Nos autres chevaux de bataille sont axés sur la prise en compte du sujet antibiorésistance dans sa globalité : commencer à réfléchir sur d’autres approches environnementales et thérapeutiques pouvant nous aider à lutter contre ces bactéries multirésistantes nous semble indispensable à ce jour. Il s’agit d’intégrer, pour la compréhension des problèmes, l’influence des prescriptions vétérinaires et les facteurs d’affaiblissement du système immunitaire des patients qui les rendent plus vulnérables. Il est également important de vérifier si l’établissement de soins est doté d’un environnement sain (air ambiant sans formaldéhyde, etc.) mais aussi qu’il ne soit pas en présence excessive de facteurs de risques émergents encore mal évalués de type nanoparticules (dans les revêtements autonettoyants) ou rayonnements électromagnétiques de type WIFI en fonctionnement continu qui peuvent influencer la capacité de résistance des bactéries et/ou affaiblir les patients etc. Il convient également de s’inspirer de bonnes pratiques actuellement en évaluation comme les revêtements en cuivre et les appliquer plus largement si les résultats sont probants. Tout comme il est important de distribuer une bonne alimentation aux patients. Il s’agit de premiers pas dans le domaine de la prévention primaire, si importante dans un contexte de pauvreté d’offre médicamenteuse efficace. Un vaste sujet ! Enfin, un espoir plus précis de nouvelle thérapeutique serait la phagothérapie (utilisation de virus bactériophages) qui semble donner de très bons résultats. L’avenir pourra nous le confirmer, je l’espère, pour le plus grand nombre.

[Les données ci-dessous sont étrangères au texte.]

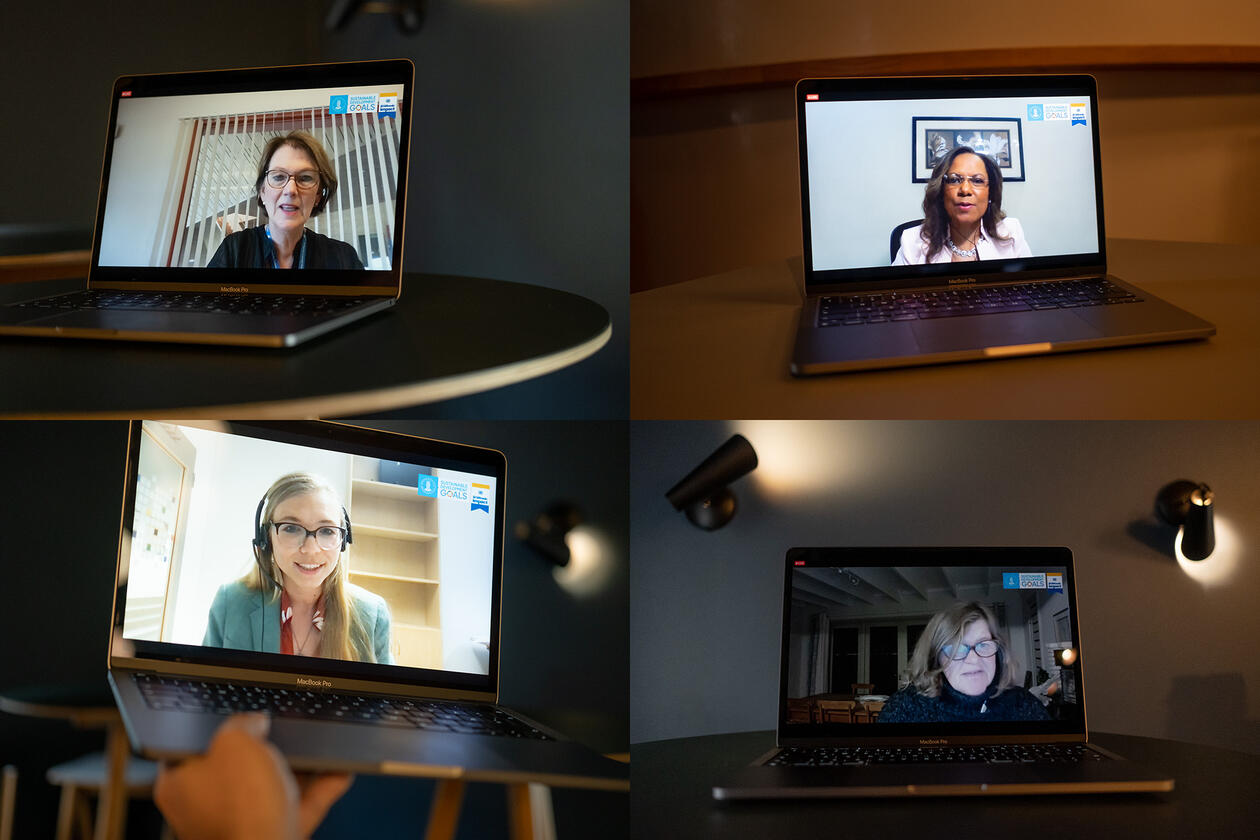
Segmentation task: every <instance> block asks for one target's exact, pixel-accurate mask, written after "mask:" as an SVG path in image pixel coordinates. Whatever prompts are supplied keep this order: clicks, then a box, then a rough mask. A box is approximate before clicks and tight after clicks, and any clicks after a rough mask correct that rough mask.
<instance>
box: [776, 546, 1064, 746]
mask: <svg viewBox="0 0 1260 840" xmlns="http://www.w3.org/2000/svg"><path fill="white" fill-rule="evenodd" d="M801 565H804V567H805V568H818V567H823V568H827V567H854V568H857V567H898V565H900V567H942V565H955V567H958V565H971V567H988V568H999V567H1000V568H1003V569H1005V570H1013V569H1021V568H1036V567H1062V568H1063V569H1065V573H1063V589H1065V594H1066V596H1067V602H1068V618H1070V621H1071V628H1072V639H1074V640H1075V641H1076V645H1077V661H1076V679H1077V683H1076V698H1077V704H1079V705H1080V722H1071V720H1050V722H993V723H971V724H968V723H830V724H827V723H795V722H793V723H789V720H787V678H789V674H787V656H789V646H790V641H791V601H793V599H791V576H793V569H795V568H799V567H801ZM782 610H784V612H782V631H781V639H780V657H779V662H780V666H779V671H780V673H779V719H777V733H779V743H780V746H793V744H828V743H832V744H838V746H839V744H842V746H861V747H881V746H897V747H903V746H925V744H927V746H944V744H970V743H992V742H993V741H994V739H999V738H1000V739H1002V741H1005V742H1013V743H1014V742H1056V741H1071V742H1080V741H1085V739H1086V735H1087V725H1086V708H1085V654H1084V642H1082V641H1081V632H1080V623H1079V612H1077V607H1076V574H1075V569H1074V565H1072V553H1071V550H1070V549H1067V548H1061V547H1052V548H1051V547H1032V548H1029V547H1019V548H998V547H983V548H976V547H969V548H961V547H960V548H793V549H789V550H787V554H786V558H785V562H784V606H782Z"/></svg>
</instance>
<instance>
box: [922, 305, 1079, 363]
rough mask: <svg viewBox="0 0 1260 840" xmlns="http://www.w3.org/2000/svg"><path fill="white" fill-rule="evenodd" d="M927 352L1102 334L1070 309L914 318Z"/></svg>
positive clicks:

La FHP-MCO organise aujourd’hui son congrès annuel des usagers. Selon vous, l’amélioration des conditions de prise en charge des patients passe-t-elle par ce genre de rencontre ?
Ce type de rencontre participe certainement à une meilleure compréhension des positions des associations et usagers vis-à-vis des professionnels de santé et réciproquement. Mais je ne suis pas certaine qu’une journée de colloque influe sur la prise en charge. Ces rencontres font émerger des problématiques nouvelles qui peuvent faire évoluer les rapports entre les parties prenantes et c’est très important pour une meilleure compréhension réciproque à partir du moment où l’on intègre une participation active de chacun. L’écoute des remarques pertinentes des usagers et leur prise en compte peuvent permettre un grand pas en avant.